And Mr. Strong has designed a new free application called Say Hi! AAC, which allows children such as Gwendolyn to tap choices such as "yes" or "no" to answer questions.

The application also allows the placement of up to nine icons on a page. They can be words, phrases, pictures or audio recordings, and Gwendolyn and others can pick them to express themselves.

Want to know how Gwendolyn is feeling? This is the app for that. She can pick from nine icons for happy, sad, frustrated, etc.

The possibilities for iPad applications are endless, and each iPad is customized to the child's needs and abilities, Mr. Strong said.

Mr. and Mrs. Strong cited examples of children with SMA being able to pick their clothing or what they want to eat by tapping on photos on the iPad.

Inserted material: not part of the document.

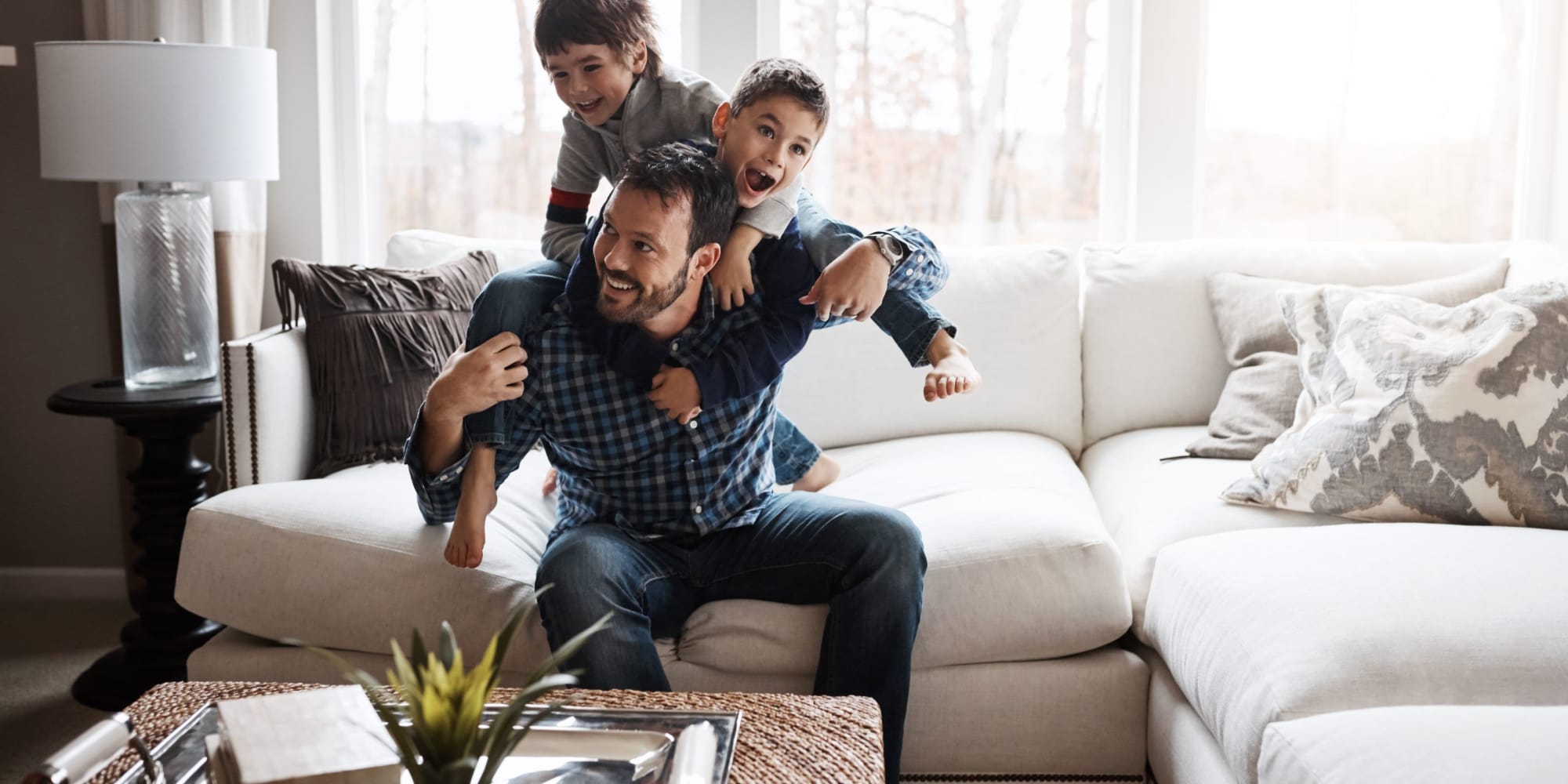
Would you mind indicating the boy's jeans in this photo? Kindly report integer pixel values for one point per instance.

The iPad also can help children such as Gwendolyn learn to read, write and spell.

Mr. Strong said he is working with her kindergarten teacher at Washington Elementary School in Santa Barbara so that Gwendolyn will be able to give "yes or no" answers in the classroom on her iPad.

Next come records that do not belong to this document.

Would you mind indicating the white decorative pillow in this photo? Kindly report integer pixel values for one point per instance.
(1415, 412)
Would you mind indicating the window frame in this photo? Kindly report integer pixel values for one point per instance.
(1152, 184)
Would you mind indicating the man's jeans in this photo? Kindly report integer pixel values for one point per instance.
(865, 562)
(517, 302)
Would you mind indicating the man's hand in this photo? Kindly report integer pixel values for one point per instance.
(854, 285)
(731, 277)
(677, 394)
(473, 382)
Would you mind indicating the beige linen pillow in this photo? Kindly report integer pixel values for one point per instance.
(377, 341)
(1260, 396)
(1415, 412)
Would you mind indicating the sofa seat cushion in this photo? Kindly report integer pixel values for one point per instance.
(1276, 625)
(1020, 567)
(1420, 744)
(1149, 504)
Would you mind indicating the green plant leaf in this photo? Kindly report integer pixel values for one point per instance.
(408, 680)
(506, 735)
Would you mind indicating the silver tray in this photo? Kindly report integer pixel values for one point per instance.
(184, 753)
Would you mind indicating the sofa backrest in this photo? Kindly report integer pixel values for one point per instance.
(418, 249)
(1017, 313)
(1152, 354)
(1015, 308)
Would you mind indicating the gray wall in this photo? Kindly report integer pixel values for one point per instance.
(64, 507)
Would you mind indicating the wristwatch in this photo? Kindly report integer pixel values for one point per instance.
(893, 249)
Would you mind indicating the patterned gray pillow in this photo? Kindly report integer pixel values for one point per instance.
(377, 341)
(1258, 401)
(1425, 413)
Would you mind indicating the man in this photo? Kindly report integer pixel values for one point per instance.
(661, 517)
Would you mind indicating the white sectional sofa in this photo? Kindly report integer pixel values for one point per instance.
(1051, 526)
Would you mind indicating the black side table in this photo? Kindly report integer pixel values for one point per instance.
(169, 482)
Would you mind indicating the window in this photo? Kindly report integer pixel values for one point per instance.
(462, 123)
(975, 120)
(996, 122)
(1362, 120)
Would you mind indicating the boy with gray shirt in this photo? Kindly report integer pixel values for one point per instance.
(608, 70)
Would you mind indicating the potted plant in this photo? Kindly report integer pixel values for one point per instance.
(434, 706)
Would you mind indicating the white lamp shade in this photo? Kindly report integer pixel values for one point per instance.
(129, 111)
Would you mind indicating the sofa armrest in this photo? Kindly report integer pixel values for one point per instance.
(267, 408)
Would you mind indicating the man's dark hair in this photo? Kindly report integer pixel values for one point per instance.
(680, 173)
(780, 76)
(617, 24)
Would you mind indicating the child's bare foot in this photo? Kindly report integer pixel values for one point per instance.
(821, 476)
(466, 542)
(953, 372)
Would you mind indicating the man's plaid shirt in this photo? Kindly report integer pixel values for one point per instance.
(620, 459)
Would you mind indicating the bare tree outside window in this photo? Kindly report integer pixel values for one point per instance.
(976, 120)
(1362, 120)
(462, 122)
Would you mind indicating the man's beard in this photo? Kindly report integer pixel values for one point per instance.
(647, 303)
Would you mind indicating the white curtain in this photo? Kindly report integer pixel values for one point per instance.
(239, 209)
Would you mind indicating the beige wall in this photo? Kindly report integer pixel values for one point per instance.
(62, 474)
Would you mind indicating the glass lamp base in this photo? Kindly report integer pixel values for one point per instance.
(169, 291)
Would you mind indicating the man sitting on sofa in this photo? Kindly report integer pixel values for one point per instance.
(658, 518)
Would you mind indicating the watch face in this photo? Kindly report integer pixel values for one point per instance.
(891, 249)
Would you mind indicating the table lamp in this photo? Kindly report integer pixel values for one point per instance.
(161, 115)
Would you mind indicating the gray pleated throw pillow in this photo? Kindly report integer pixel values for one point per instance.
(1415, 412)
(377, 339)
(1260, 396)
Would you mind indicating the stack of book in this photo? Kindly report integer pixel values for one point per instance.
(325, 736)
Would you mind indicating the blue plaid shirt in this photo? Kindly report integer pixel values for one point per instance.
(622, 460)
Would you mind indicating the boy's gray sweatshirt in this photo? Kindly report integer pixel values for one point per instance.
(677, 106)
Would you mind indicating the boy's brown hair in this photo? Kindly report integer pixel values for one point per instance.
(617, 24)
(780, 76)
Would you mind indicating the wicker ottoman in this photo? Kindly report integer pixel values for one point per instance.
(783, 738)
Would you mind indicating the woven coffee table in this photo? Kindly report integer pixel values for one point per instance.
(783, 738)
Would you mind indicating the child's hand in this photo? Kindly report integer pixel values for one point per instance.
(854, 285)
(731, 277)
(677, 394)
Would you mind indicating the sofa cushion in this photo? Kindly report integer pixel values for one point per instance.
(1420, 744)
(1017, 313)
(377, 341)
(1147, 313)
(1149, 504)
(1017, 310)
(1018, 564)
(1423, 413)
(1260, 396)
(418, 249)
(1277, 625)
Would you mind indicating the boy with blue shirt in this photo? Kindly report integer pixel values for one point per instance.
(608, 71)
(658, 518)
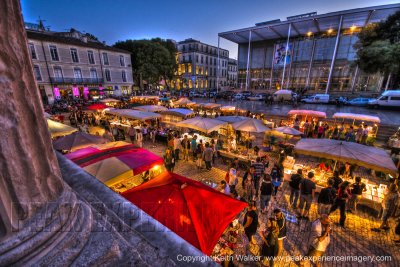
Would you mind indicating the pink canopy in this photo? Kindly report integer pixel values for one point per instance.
(305, 112)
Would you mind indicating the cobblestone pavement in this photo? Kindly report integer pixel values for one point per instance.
(356, 239)
(389, 117)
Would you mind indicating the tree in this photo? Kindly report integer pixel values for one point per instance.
(378, 48)
(152, 60)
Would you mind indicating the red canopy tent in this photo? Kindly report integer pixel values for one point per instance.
(194, 211)
(97, 106)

The iPad also allows home-bound children to participate in school classes through Skype (live streaming with a camera in the classroom).

And the device, Mr. and Mrs. Strong stressed, is giving kids the ability to express themselves. They can draw or play the piano on the screen.

"They can create videos, they can edit photos, they can share photos," Mr. Strong said, adding that the iPad allows children such as Gwendolyn to play games with their able-bodied friends and to communicate with others online.

Chuckling, Mrs. Strong said she is looking forward to the day her daughter will send her an email saying, "You're fabulous!"

On the day Gwendolyn told her mother she loved her, it was an accomplishment that boosted the child's self-esteem, Mrs. Strong said.

"You have to understand," Mr. Strong said, "for someone who has very little independence, it's life changing."